Oftentimes graduate students can become so passionate about their field that we don’t do what journalists or even Phd students always do, go to the source. In an academic paper I published for the University of Toronto, Food Conjures Memory: Making Memory in the Museum, I made some assumptions about British culinary historian Ivan Day. Day contacted me through SoFAB and said:

Dear Zella,

I have read with interest your paper entitled "Food Conjures Memory". I enjoyed your argument and agree with most of your conclusions. However, I feel rather surprised that you should conclude from a brief online resume of a course I offer on sugar and. confectionery, that I am guilty of the following. "By blatantly omitting or silencing any mention of the historical contributions of others, historians and museologists perpetuate the same imperialist ideology that have affected the world for centuries".
My confectionery course lasts two days and though it is a practical session, the imperial aspects of the sugar trade are actually explored in considerable depth. In fact, I am offering a free place on this particular course so that you can see for yourself what it is really about. On the contrary, I curated an exhibition here in the UK at Harewood House 7 years ago that explored the whole issue of the sugar trade in the eighteenth century. I contrasted the excesses of luxury enjoyed by the British patrician classes at the dessert table with the horror and privatization of the lives of the plantation slaves who produced the sugar that graced their exuberant desserts. In one room, an elaborate table setting shared a space with an original copy of a slave purchase ledger that belonged to the Lascelles family who built Harewood House. The Lascelles family owned extensive plantations in Barbados and the luxurious house they built was funded by money made from human misery. We made this very clear in this particular exhibit. I am sorry I do not have your direct email address and have sent this to the Southern Food and Beverage Museum in the hope that it gets passed on to you. Good luck with your internship there and I look forward to your reply.

With every best wish,

Ivan Day

Needless to say I learned my lesson and I want to share this lesson with all students out there. GO TO THE SOURCE! Never assume that everyone is part of some evil conspiracy. Lol. When I wrote this paper I was reading some pretty heavy books about food globalization and exploitation. Although, I stand by my argument in my paper I did make the mistake of not contacting Ivan Day directly to ask him what he felt about the sugar trade. But this is the point of Graduate School to learn from your rights and wrongs. So, I would like to make a formal apology to Mr. Day and to thank him for his well wishes even after I made some negative accusations about his work. We sure would love to do something with you in the future at Southern Food & Beverage Museum and I can sit down with you and sweeten you up with pralines, Red Velvet Cake and Bananas Foster! Please find out more about Ivan Day @

*Ivan has an international reputation for his research on British and European culinary history. As well as a scholar, broadcaster and writer, he is also a gifted professional cook and confectioner. He is noted particularly for his re-creations of meals and table settings. His work has been exhibited in many museums, including the Paul Getty Research Institute, Philadelphia Museum of Art, the Museum of London, Fairfax House, the Bowes Museum and the Rothschild Collection.

Tuesday, August 11, 2009

St. Joseph's Altar

It has been a long time since I have posted on this blog. I have spent my time writing on Facebook and Twitter and I have not had something organized and longer to say. But now I do.

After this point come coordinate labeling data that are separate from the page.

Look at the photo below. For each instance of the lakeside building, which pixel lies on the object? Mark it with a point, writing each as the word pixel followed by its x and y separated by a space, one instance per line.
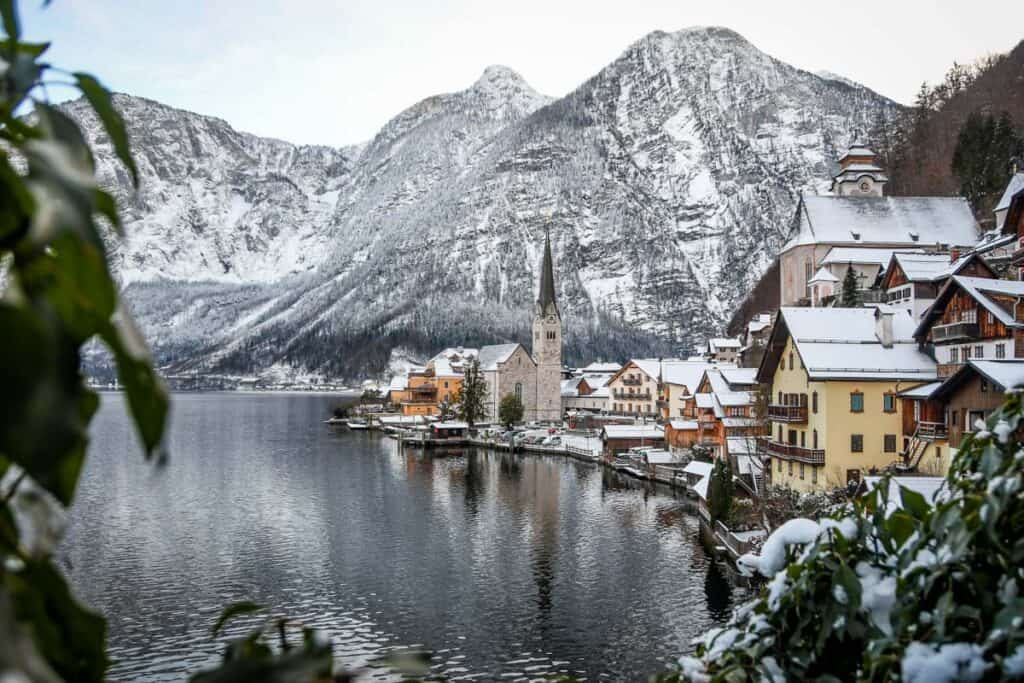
pixel 835 375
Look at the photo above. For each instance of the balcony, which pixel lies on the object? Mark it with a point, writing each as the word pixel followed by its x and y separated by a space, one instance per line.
pixel 954 331
pixel 795 414
pixel 623 395
pixel 932 431
pixel 767 446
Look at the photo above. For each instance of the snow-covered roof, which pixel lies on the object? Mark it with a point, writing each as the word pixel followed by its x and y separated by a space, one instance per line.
pixel 1015 185
pixel 492 355
pixel 885 220
pixel 921 392
pixel 1008 374
pixel 599 367
pixel 722 343
pixel 926 485
pixel 740 446
pixel 841 343
pixel 698 467
pixel 451 425
pixel 737 377
pixel 823 275
pixel 685 373
pixel 861 255
pixel 705 399
pixel 633 431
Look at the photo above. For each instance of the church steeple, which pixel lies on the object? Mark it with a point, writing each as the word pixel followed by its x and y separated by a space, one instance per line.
pixel 546 304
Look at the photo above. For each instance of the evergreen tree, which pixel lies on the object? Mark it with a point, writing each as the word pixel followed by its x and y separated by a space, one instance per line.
pixel 720 491
pixel 510 411
pixel 472 397
pixel 851 292
pixel 985 146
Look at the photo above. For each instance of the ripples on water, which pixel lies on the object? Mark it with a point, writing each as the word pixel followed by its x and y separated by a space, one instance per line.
pixel 517 567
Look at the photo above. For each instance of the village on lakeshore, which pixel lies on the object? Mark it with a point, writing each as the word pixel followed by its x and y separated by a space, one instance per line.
pixel 892 327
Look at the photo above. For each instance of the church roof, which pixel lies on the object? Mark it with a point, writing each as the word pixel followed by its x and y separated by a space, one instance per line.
pixel 546 299
pixel 491 355
pixel 884 220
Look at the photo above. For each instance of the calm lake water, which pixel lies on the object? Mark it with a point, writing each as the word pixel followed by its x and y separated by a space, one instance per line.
pixel 518 567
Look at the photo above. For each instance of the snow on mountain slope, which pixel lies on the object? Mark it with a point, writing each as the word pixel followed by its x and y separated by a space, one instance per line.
pixel 667 180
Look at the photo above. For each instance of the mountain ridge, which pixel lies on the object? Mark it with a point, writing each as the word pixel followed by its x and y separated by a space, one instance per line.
pixel 667 179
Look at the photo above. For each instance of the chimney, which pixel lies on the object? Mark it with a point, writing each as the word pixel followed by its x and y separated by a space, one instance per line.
pixel 884 326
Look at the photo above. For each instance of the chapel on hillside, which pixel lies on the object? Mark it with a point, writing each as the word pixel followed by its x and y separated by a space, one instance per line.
pixel 536 378
pixel 858 226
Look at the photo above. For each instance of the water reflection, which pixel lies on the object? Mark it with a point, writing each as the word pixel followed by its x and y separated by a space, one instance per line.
pixel 500 564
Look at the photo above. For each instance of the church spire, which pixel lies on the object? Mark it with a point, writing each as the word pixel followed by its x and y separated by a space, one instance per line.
pixel 546 300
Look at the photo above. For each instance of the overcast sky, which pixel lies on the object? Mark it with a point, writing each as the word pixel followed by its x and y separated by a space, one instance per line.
pixel 333 73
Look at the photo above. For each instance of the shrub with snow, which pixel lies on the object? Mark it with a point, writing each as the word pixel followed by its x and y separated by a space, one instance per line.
pixel 892 590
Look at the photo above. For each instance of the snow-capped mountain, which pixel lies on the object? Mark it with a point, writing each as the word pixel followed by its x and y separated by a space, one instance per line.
pixel 667 181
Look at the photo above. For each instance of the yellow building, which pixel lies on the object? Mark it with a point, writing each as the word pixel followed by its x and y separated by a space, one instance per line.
pixel 835 376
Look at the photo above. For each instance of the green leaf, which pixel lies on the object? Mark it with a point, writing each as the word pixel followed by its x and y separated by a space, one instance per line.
pixel 11 26
pixel 146 395
pixel 914 503
pixel 232 610
pixel 102 103
pixel 69 636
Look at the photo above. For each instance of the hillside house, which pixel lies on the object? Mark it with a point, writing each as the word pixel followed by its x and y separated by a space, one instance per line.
pixel 834 376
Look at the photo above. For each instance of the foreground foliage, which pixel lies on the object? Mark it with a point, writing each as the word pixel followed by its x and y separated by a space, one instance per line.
pixel 892 587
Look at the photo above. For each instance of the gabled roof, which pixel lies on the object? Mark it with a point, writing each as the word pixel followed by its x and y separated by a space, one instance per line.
pixel 842 344
pixel 823 275
pixel 685 373
pixel 1015 185
pixel 882 221
pixel 1004 375
pixel 492 355
pixel 978 289
pixel 921 267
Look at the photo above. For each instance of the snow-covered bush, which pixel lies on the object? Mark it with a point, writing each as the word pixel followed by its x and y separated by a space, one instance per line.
pixel 892 589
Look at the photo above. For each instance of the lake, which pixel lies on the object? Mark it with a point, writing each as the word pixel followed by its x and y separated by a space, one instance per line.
pixel 512 566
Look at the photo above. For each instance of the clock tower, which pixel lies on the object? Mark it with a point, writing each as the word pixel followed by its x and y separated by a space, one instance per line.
pixel 548 343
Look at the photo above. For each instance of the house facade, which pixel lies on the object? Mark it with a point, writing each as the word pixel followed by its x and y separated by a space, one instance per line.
pixel 834 376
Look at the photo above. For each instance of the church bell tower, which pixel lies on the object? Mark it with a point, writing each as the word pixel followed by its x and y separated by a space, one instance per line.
pixel 548 343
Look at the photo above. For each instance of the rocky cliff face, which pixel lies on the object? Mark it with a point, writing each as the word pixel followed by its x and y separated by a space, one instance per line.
pixel 667 181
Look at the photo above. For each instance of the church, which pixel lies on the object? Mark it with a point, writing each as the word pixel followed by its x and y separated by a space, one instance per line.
pixel 535 378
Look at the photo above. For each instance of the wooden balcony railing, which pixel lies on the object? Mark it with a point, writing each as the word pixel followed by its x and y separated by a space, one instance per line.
pixel 931 431
pixel 787 414
pixel 776 450
pixel 961 330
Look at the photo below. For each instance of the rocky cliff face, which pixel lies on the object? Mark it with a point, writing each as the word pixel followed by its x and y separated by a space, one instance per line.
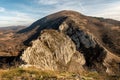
pixel 67 40
pixel 54 50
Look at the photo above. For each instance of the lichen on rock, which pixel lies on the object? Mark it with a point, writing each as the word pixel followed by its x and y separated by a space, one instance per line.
pixel 53 50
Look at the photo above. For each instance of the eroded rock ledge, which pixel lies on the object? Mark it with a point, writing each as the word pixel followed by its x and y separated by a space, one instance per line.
pixel 54 50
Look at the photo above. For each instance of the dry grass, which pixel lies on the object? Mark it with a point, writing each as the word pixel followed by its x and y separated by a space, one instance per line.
pixel 36 74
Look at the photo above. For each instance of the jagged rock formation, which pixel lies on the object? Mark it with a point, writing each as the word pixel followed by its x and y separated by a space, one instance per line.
pixel 95 43
pixel 54 50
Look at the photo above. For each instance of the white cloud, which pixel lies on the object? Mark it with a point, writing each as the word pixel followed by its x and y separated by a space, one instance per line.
pixel 15 18
pixel 111 10
pixel 48 2
pixel 2 9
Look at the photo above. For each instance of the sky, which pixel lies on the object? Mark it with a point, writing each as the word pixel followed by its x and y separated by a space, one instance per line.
pixel 25 12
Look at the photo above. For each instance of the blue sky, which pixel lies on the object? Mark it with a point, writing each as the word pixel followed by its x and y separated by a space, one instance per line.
pixel 25 12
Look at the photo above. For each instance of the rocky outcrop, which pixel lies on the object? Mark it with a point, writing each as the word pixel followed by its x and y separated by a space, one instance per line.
pixel 69 45
pixel 54 50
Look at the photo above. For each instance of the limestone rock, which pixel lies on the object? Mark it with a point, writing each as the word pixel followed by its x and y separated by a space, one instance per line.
pixel 53 50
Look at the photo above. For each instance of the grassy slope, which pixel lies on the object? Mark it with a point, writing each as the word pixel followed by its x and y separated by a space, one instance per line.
pixel 36 74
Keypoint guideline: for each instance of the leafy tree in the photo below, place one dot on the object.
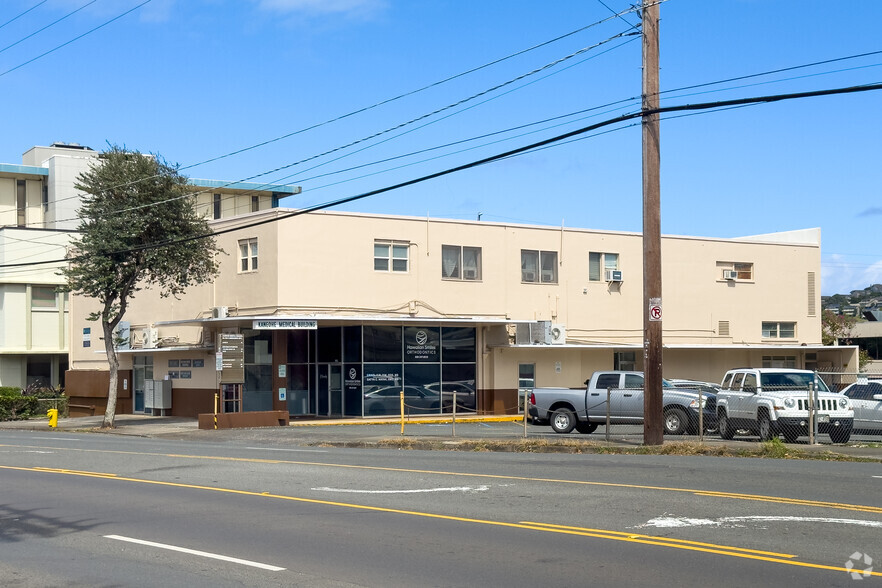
(138, 228)
(835, 326)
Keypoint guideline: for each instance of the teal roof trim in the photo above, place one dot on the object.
(33, 170)
(251, 186)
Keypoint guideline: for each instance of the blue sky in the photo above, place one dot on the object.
(194, 80)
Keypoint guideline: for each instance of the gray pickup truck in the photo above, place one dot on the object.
(584, 409)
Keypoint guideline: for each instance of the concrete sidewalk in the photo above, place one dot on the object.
(368, 432)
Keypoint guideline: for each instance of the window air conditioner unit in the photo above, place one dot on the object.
(558, 334)
(613, 275)
(540, 332)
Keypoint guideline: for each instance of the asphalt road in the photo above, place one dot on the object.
(76, 509)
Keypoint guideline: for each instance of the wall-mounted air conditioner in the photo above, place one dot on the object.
(151, 338)
(535, 333)
(613, 275)
(558, 334)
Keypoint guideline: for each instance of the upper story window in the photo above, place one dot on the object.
(391, 256)
(773, 330)
(248, 255)
(460, 263)
(538, 266)
(599, 263)
(734, 270)
(21, 202)
(43, 297)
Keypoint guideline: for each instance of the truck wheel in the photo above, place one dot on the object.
(586, 428)
(726, 430)
(563, 420)
(676, 421)
(840, 434)
(765, 427)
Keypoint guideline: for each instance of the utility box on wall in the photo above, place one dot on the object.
(157, 397)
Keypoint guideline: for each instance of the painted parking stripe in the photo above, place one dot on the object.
(287, 449)
(416, 491)
(674, 522)
(243, 562)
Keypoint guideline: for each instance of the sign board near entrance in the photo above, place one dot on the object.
(231, 348)
(266, 324)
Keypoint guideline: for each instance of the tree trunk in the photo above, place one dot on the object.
(113, 361)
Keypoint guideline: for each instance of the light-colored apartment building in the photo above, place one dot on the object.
(334, 313)
(38, 216)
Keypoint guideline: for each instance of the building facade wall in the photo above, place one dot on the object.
(325, 265)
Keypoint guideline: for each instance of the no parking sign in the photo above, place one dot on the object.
(655, 309)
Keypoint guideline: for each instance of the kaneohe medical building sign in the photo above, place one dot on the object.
(276, 324)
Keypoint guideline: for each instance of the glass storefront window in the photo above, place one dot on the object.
(382, 344)
(421, 344)
(351, 344)
(382, 384)
(329, 345)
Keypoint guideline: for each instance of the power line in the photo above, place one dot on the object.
(48, 25)
(520, 150)
(77, 38)
(390, 129)
(14, 18)
(398, 97)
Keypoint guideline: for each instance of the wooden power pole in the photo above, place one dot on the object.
(653, 430)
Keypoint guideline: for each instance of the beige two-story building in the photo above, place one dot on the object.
(335, 313)
(38, 217)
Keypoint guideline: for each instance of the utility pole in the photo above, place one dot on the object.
(653, 431)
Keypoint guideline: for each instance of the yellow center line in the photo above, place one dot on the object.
(708, 493)
(576, 531)
(659, 539)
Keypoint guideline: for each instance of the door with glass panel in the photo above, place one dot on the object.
(330, 390)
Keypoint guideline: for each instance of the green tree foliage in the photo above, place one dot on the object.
(835, 326)
(138, 228)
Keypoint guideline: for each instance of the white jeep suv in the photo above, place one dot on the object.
(776, 401)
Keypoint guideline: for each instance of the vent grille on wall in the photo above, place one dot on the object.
(812, 306)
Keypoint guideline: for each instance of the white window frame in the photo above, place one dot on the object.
(743, 269)
(605, 260)
(248, 255)
(391, 256)
(40, 303)
(460, 271)
(774, 330)
(541, 274)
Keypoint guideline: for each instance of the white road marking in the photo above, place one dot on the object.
(244, 562)
(286, 449)
(454, 489)
(670, 522)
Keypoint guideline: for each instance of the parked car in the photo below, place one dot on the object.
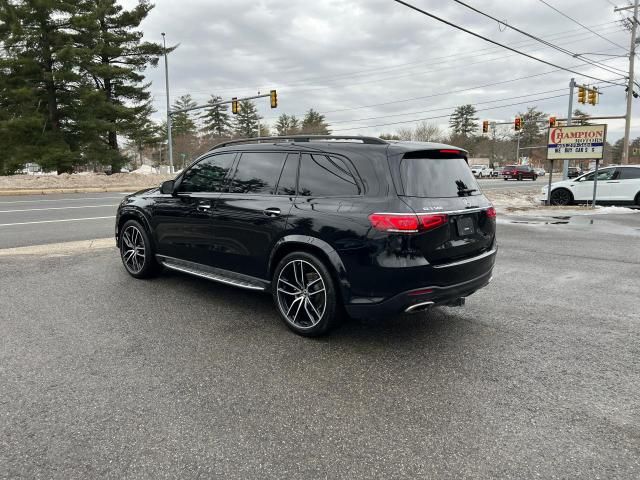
(616, 186)
(519, 172)
(480, 171)
(322, 223)
(574, 172)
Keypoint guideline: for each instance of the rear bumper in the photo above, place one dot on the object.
(439, 295)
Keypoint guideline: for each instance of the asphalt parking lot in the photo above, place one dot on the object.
(538, 376)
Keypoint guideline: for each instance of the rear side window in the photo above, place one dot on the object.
(325, 176)
(628, 173)
(289, 176)
(208, 174)
(257, 172)
(437, 177)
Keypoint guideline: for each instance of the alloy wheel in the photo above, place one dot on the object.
(302, 294)
(560, 197)
(133, 249)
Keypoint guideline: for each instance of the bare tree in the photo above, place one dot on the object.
(427, 132)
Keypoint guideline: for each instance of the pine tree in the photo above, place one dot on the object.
(217, 119)
(314, 123)
(182, 124)
(112, 58)
(463, 121)
(287, 125)
(246, 124)
(532, 122)
(37, 84)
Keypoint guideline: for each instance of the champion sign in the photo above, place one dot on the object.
(579, 142)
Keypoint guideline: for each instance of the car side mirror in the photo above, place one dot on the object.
(167, 187)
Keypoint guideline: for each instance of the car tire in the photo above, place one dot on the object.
(305, 294)
(136, 251)
(561, 196)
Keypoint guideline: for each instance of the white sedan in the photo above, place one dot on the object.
(616, 185)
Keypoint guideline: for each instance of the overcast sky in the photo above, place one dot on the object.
(361, 61)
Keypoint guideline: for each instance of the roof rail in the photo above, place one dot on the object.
(303, 138)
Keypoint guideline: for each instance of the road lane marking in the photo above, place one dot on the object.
(58, 249)
(63, 200)
(55, 221)
(57, 208)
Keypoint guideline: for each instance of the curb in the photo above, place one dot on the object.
(48, 191)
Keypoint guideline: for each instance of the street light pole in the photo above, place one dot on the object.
(632, 56)
(166, 79)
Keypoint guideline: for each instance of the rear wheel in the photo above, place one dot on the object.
(136, 251)
(561, 196)
(305, 295)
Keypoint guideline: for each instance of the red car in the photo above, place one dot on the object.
(519, 172)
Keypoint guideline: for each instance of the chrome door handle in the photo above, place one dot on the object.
(271, 212)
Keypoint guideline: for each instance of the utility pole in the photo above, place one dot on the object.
(565, 163)
(166, 79)
(632, 56)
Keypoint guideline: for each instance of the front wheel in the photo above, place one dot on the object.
(136, 251)
(305, 295)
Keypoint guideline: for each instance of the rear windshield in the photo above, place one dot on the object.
(437, 177)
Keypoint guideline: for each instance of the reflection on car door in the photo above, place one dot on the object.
(182, 221)
(249, 218)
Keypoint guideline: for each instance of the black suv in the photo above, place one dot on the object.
(324, 223)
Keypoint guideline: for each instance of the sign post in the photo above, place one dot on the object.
(578, 142)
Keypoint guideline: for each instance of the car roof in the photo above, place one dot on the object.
(334, 143)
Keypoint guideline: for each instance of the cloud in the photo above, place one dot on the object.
(339, 56)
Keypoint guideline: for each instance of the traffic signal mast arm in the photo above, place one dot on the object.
(270, 95)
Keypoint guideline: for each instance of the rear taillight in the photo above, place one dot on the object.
(406, 223)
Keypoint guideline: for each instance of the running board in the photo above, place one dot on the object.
(214, 274)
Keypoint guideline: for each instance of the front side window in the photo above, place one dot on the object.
(257, 172)
(629, 173)
(602, 175)
(325, 176)
(289, 176)
(207, 175)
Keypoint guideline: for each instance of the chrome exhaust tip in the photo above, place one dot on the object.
(418, 307)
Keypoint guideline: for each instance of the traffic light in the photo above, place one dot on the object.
(582, 94)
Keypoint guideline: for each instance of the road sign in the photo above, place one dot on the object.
(577, 142)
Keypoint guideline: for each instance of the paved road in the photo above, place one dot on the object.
(42, 219)
(537, 377)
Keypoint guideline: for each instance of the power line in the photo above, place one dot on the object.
(450, 107)
(486, 39)
(582, 25)
(473, 53)
(538, 39)
(448, 115)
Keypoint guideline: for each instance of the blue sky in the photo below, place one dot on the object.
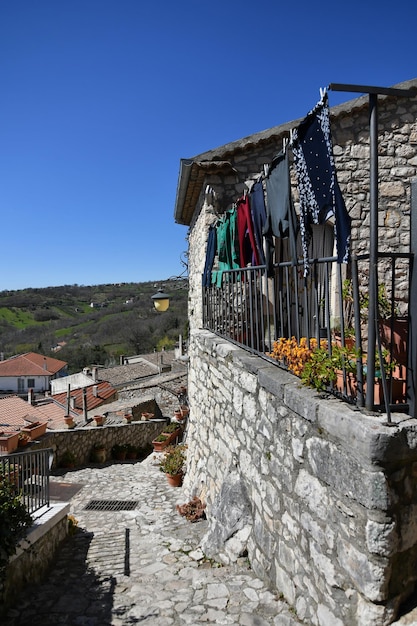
(100, 99)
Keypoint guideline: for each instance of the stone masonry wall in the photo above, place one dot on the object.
(329, 494)
(31, 565)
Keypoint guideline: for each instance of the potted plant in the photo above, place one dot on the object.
(319, 371)
(98, 453)
(68, 460)
(23, 440)
(172, 464)
(35, 429)
(145, 416)
(69, 421)
(8, 441)
(184, 410)
(173, 430)
(160, 442)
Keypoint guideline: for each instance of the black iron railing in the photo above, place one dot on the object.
(332, 304)
(29, 473)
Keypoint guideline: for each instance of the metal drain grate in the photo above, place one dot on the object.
(111, 505)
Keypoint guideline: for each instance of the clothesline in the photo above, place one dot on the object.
(244, 235)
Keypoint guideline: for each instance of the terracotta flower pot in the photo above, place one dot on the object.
(35, 430)
(9, 442)
(174, 481)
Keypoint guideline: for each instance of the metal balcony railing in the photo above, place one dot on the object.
(29, 473)
(332, 304)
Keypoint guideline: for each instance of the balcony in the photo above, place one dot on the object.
(345, 309)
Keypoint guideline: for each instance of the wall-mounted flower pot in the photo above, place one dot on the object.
(174, 481)
(158, 446)
(35, 430)
(9, 442)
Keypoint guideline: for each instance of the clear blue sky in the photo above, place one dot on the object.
(101, 98)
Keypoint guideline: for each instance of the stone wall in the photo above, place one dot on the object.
(81, 441)
(322, 497)
(34, 554)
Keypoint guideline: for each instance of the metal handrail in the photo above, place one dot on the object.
(29, 473)
(253, 309)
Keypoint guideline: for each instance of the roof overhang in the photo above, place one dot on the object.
(193, 171)
(190, 182)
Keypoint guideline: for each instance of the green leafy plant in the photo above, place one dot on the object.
(171, 428)
(320, 370)
(173, 460)
(161, 438)
(14, 521)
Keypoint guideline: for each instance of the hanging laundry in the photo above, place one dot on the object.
(247, 245)
(227, 246)
(210, 254)
(320, 196)
(281, 218)
(258, 214)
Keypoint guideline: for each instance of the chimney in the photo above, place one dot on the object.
(85, 407)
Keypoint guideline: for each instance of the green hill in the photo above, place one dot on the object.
(85, 325)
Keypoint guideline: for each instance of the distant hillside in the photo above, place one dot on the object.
(96, 324)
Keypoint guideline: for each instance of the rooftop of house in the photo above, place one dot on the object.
(16, 413)
(31, 364)
(95, 394)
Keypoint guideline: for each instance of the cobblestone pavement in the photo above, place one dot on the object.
(142, 566)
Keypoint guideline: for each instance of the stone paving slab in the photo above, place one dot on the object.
(142, 566)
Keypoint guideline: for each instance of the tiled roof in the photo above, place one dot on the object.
(97, 394)
(16, 413)
(31, 364)
(54, 413)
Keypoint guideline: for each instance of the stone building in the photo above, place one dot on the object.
(322, 497)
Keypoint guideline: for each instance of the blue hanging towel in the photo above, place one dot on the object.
(320, 195)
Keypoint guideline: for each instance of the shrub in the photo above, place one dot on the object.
(14, 521)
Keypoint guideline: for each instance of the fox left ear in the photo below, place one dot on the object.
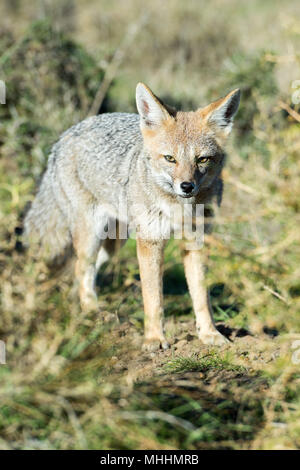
(150, 108)
(222, 112)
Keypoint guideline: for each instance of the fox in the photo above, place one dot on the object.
(159, 157)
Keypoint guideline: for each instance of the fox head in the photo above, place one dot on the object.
(185, 149)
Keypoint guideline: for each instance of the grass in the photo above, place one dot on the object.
(204, 363)
(75, 380)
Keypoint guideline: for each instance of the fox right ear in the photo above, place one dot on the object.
(151, 110)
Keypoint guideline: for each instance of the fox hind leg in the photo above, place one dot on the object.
(86, 244)
(194, 271)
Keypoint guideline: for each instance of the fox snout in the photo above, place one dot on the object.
(187, 186)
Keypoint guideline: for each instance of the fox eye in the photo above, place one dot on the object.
(202, 159)
(170, 159)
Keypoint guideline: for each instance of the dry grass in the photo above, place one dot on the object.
(79, 381)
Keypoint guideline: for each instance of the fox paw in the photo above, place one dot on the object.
(155, 344)
(213, 338)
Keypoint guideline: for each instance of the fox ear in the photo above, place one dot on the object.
(222, 112)
(150, 108)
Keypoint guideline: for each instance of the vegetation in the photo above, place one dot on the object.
(75, 380)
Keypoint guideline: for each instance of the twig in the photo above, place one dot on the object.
(112, 68)
(289, 110)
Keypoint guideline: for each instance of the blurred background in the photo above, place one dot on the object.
(79, 381)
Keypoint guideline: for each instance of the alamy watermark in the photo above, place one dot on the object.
(2, 92)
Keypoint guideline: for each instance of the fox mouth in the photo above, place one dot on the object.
(187, 196)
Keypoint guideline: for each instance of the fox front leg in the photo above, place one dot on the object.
(150, 257)
(194, 271)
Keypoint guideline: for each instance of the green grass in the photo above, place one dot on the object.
(211, 361)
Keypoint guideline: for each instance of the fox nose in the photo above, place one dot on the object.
(187, 187)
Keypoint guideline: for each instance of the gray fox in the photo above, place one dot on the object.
(158, 158)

At SoFAB, we were the beneficiaries of the helping hands of students and faculty from Livingstone College in Salisbury, NC. These wonderful people gave us an entire day. They removed a wall that was standing behind the St. Joseph's Altar, and which opened up a new gallery where we plan to expand our exhibits. The Altar was placed in a niche created by a false wall in an archway. It looked nice there, but was often unseen. It was out-of-the-way. The students moved the altar carefully and reassembled it in an area that has better light and that can be seen on all sides. The altar is now garnering comments from visitors and resulting in lots of questions about the St. Joseph's celebration.

It is amazing how placement makes a difference. We thought that we had placed the altar in a place of prominence. But we hadn't. We had tucked it away. It is being appreciated and explored now. A welcome, but unintended by-product of the volunteers' work.